Anche qui, semmai, va notato che mai negli ultimi due secoli il Sole ha avuto un’attività così bassa come nell’ultimo periodo. Proprio il numero di agosto di “Sky & Telescope” dedica la copertina a questo insolito comportamento della nostra stella. Altro che tempeste solari gigantesche: c’è forse piuttosto da preoccuparsi dell’eccessiva bonaccia e della ritardata partenza del nuovo ciclo undecennale dell’attività solare.
Ancora a proposito del Sole, è sorprendente il taglio dato da alcuni giornali alle informazioni sull’eclisse totale di Sole avvenuta il 22 luglio: vengono evocate primordiali paure e si dà ampio spazio a un astrologo di Mumbai, tale Ray Kumar Sharma, che “in base ai suoi calcoli prevede l’irrompere di un momento critico per l’universo”.
Dal Sole alla Luna. Il 25 luglio, è ancora “la Repubblica” a tirare fuori come una novità il fatto che l’inglese Thomas Harriot abbia disegnato la Luna vista con il cannocchiale alcuni mesi prima di Galileo. Faccenda notissima, ma qui riprodotta in modo distorto (come un attacco di Londra contro Galileo...) e con errori grossolani: i due disegni di Harriot riprodotti non sono coevi (agosto 2009) come si fa credere al lettore, ma sono stati fatti a un anno di distanza l’uno dall’altro, e il secondo è ispirato proprio ai disegni di Galileo nel “Sidereus Nuncius”; a Galileo, poi, vengono attribuite mappe della Luna disegnate invece molti anni dopo da Hevelius e da Riccioli, e riprodotte ancora più tardi in un atlante settecentesco di Doppelmayr: di qui viene la foto di “Repubblica”, e i nomi di Hevelius e Riccioli vi compaiono in vistosi caratteri). Infine, lasciando da parte l’astronomia, ecco il “Corriere della Sera” che il 20 luglio su un serio articolo di Umberto Veronesi mette un titolo di sapore lombrosiano: “Predestinati alla bontà dai nostri geni”...

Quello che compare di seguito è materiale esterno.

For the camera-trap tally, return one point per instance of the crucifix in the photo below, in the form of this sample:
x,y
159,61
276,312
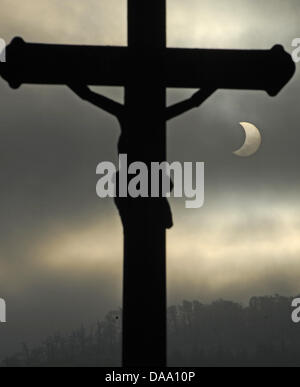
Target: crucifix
x,y
146,68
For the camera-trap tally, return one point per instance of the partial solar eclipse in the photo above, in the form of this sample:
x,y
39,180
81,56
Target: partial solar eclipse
x,y
252,140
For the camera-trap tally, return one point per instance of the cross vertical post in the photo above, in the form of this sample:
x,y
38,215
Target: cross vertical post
x,y
144,281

Il direttore di “Sky & Telescope” prova a spiegare il crollo della qualità del giornalismo scientifico con la velocità che ha preso il circuito delle notizie, la diffusione di giornaletti gratuiti confezionati senza professionalità e il decadimento delle stesse fonti istituzionali dei centri di ricerca.
Tutte cose vere. Ma forse nel caso italiano c’è una spiegazione più radicale. La scuola licenzia giovani che non sanno quasi nulla di scienza e nei giornali si ritiene che possa scrivere notizie scientifiche il primo che passa, mentre mai si affiderebbe un articolo su Del Piero a un giornalista sportivo che non sia da anni specializzato nel calcio e profondo conoscitore della Juventus.